Birkaç saniyelik bir sessizlik odayı avucunun içine aldı ve hepimizi kıstırdı. Ardından koltuklara oturduk. Adil de oturmuştu.
"Metin'in grubuyla çalışacaksınız."
Batu ondan beklenmeyecek şekilde fevri bir hareket yaparak hızla ayağa kalktı.
"Ne? Ne dediğinin farkında mısın sen?"
Adil de ayağa kalktı ve Batu'nun karşısına dikildi.
"Farkındayım, Batuhan! Ama bunu yapmak zorundasınız, beni anlıyor musun? Teşkilattan özel istek geldi. Sabahın dördünde Metin'i de beni de çağırdılar ve dosyayı gösterdiler. Koskoca polis teşkilatı ilk defa biz yardım götürmeden sizi seçti çünkü özel ve eğitimli gençlersiniz, ergenlik döneminden çıktınız; duyuyor musunuz beni? Bu iş bir rekabet değil, Metin benim dostum ve o da bu grubu benden örnek alarak bile olsa, insanlığa yardım etmek için kurdu. Sizin bu işi saçma bir yarışa ve düşmanlığa çevirmeniz burada olma amacınızı unutturmasın. Hepiniz ne durumlardan çıkarak buraya geldiniz, bunu da asla unutmayın!"
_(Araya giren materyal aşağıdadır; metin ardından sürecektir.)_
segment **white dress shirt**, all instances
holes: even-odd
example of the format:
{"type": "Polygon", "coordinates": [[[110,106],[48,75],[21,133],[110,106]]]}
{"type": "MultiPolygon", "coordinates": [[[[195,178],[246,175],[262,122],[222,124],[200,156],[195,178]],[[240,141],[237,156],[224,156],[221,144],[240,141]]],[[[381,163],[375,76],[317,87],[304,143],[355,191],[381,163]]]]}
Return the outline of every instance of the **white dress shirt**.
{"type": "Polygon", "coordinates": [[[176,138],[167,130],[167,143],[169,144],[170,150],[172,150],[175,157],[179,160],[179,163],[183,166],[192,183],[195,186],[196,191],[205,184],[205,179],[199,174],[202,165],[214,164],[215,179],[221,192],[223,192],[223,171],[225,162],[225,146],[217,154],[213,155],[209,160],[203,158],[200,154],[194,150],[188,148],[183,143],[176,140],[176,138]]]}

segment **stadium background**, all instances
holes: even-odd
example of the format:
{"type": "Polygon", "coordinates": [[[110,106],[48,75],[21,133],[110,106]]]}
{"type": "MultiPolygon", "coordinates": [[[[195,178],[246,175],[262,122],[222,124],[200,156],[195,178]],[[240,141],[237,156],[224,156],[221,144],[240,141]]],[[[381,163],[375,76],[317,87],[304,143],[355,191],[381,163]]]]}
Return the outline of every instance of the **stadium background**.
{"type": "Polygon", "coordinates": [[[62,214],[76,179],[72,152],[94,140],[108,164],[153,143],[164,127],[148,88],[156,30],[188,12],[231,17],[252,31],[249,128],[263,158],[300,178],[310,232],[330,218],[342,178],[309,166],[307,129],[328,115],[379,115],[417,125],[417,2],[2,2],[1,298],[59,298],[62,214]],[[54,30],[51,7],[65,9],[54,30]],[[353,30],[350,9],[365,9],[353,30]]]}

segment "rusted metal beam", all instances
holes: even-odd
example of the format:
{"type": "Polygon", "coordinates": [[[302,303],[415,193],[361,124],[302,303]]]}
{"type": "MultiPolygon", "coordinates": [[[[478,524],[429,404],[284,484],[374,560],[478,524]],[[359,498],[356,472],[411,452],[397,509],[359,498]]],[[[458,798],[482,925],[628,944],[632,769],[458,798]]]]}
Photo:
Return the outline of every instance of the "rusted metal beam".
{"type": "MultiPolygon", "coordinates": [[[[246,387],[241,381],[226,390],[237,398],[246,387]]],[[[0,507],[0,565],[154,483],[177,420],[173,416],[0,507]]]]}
Geldiğinden beri tüm tedirginliği aslında yüzünden ve hareketlerinden rahatlıkla okunabilen Adil, Batu'nun çıkışıyla beraber patlamıştı. Batu ona sertçe bakmaya devam etse de konuşmadan yerine oturdu. Adil hâlâ ayaktaydı. Derin bir nefes verdi.
![](https://img.wattpad.com/cover/218981502-288-k755440.jpg)
ŞİMDİ OKUDUĞUN
SABAH YILDIZI
ActionGece düştü. O gün, gece sona ermedi; güneşin kucağına düştü. Güneş geceyi yaktı, kavurdu, kül etti ve sabahı misafir eden gökyüzüne bulut olarak astı. O gün, gecenin cesedi sokaklara yağmur taneleriyle beraber durmadan dökülürken bir daha hiçbir şe...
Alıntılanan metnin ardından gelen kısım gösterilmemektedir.